CADJPY - The CADJPY is nearing the end of its run. The push through 109.09 makes the rally that began in early March at 97.50 5 waves (wave 3 is extended). We are watching for a turn from current levels although we won?t be sure that a top is in place until we see an impulsive decline. Daily RSI is overbought and divergent with the new high, which increases the likelihood that a top is near. Watch the cited resistance levels below (109.83 and 111.96) as well as the psychological 110.00 figure.

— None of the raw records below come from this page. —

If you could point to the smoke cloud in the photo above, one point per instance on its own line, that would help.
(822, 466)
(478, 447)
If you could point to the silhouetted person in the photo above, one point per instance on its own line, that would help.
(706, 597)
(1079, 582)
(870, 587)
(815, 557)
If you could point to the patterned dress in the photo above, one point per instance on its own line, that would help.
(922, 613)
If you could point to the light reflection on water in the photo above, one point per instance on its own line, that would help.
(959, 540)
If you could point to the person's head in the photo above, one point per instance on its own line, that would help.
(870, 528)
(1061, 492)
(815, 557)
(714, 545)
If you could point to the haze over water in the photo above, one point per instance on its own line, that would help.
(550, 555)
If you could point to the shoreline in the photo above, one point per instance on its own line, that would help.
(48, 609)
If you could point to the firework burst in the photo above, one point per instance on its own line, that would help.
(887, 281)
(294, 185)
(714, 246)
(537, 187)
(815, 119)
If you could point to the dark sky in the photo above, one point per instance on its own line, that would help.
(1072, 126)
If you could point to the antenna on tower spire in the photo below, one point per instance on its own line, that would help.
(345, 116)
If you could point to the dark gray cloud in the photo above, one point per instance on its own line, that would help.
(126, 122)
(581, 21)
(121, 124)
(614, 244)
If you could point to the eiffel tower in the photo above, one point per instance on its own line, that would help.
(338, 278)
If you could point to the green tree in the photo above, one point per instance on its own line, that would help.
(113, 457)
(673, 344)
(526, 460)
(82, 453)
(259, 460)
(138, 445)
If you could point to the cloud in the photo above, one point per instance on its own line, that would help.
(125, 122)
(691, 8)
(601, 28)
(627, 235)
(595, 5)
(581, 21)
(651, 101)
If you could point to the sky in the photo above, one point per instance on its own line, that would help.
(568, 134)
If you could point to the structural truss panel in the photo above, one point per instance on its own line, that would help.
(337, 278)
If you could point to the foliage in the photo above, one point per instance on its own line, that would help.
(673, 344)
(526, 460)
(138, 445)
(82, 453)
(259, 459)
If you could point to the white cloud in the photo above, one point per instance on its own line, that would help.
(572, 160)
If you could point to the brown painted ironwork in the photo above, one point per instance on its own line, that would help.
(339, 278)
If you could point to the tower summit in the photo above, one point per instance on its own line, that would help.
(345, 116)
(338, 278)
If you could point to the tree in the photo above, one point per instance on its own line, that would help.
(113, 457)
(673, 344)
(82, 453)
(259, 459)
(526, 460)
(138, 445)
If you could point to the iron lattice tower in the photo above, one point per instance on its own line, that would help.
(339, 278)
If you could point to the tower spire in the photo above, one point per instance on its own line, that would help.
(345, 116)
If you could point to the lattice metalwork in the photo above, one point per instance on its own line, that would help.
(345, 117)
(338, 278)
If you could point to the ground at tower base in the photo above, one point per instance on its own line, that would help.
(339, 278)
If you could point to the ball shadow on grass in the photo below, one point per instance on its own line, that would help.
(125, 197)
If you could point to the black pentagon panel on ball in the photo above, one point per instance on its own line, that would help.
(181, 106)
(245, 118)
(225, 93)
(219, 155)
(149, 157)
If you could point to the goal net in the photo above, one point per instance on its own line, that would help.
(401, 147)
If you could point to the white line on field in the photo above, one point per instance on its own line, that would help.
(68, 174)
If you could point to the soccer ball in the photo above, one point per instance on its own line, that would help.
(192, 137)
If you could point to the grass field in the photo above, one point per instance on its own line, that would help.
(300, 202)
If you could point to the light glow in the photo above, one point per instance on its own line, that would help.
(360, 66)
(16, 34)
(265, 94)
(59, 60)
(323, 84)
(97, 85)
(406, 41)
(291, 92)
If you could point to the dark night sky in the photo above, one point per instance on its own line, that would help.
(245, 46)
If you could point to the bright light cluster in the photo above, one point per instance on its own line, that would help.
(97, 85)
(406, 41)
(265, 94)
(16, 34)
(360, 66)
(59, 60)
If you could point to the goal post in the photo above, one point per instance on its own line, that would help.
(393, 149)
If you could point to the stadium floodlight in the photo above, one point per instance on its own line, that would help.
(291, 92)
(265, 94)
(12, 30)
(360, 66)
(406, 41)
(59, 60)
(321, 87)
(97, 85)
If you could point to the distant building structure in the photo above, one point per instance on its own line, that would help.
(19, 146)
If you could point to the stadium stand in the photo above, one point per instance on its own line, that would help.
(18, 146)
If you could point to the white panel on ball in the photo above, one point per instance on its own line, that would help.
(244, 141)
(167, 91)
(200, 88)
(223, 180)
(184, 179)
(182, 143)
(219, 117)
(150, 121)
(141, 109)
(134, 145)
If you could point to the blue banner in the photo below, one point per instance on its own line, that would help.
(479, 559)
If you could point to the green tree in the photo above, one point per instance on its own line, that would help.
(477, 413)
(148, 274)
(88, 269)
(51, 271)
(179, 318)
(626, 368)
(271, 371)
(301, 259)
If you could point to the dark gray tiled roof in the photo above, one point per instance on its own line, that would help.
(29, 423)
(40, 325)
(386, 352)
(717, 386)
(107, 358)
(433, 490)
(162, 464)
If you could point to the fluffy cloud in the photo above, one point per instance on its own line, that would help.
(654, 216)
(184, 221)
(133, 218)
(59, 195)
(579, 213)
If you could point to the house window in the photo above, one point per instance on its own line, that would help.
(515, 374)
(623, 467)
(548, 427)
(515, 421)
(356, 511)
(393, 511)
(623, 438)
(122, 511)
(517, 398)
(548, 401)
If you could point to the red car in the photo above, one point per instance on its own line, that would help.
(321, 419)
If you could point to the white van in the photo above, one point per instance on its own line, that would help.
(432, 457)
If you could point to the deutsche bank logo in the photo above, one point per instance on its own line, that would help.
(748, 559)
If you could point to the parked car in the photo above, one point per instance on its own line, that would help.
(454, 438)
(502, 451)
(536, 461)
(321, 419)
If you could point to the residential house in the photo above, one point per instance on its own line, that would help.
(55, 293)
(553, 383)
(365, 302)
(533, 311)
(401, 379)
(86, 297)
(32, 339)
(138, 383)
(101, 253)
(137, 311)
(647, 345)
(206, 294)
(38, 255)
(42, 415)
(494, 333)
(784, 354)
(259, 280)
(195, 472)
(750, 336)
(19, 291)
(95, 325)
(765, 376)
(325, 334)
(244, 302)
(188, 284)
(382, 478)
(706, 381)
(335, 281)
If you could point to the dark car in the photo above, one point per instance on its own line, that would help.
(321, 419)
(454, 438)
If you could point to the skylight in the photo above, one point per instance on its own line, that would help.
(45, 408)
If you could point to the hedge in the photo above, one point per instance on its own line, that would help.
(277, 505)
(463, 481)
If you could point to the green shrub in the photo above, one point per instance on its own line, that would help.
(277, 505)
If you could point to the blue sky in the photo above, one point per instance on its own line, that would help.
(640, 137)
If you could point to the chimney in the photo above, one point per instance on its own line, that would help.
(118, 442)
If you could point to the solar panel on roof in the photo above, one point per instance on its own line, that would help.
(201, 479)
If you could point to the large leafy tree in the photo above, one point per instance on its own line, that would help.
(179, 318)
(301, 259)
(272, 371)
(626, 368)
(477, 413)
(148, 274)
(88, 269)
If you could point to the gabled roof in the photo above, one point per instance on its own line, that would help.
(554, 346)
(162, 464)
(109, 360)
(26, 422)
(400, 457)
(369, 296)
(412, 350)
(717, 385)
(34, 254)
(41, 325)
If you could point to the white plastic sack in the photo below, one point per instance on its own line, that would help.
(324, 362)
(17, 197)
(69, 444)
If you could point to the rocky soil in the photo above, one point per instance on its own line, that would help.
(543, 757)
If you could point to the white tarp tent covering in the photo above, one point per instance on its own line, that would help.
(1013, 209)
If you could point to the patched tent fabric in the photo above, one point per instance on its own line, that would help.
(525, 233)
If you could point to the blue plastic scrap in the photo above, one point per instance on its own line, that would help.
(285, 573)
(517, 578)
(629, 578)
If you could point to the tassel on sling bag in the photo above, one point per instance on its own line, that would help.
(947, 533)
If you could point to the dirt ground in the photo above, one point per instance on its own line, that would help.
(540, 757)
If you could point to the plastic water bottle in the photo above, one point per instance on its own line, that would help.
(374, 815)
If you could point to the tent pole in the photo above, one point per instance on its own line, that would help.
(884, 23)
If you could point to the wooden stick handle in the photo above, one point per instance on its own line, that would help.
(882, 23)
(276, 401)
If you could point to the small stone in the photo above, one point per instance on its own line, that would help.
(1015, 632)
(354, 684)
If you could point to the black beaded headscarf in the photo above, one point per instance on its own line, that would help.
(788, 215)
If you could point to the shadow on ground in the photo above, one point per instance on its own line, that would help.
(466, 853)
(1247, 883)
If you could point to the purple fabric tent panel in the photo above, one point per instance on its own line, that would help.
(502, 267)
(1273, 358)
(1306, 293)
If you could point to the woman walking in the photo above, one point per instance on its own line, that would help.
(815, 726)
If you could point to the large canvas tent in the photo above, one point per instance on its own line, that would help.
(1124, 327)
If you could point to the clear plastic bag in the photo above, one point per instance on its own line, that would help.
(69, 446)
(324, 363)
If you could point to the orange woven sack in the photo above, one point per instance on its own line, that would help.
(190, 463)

CHFJPY - The CHFJPY remains entrenched in the 5th wave of a 5 wave rally that began at 84.79 in June 2005. The 5th wave has formed a well defined channel and only a daily close below this channel would indicate additional bearish potential. Fibonacci measurements suggest that additional upside potential remains. The 161.8% extension of wave 1 (84.79-93.17/87.67) is at 101.24. The 61.8% extension of waves 1 through 3 (84.79-98.09/94.27) is at 102.41 and wave 5 (beginning at 94.27) would equal wave 1 at 102.65.



NZDJPY - The NZDJPY is trying to break higher from a month long consolidation. Remaining above 86.96 keeps the bullish structure intact. Fibonacci measurements are above 92.00. The 161.8% extension of 79.25-85.17/82.56 is at 92.23 and the 61.8% extension of 79.25-89.06/86.69 is at 92.74. The 1990 high is at 92.84.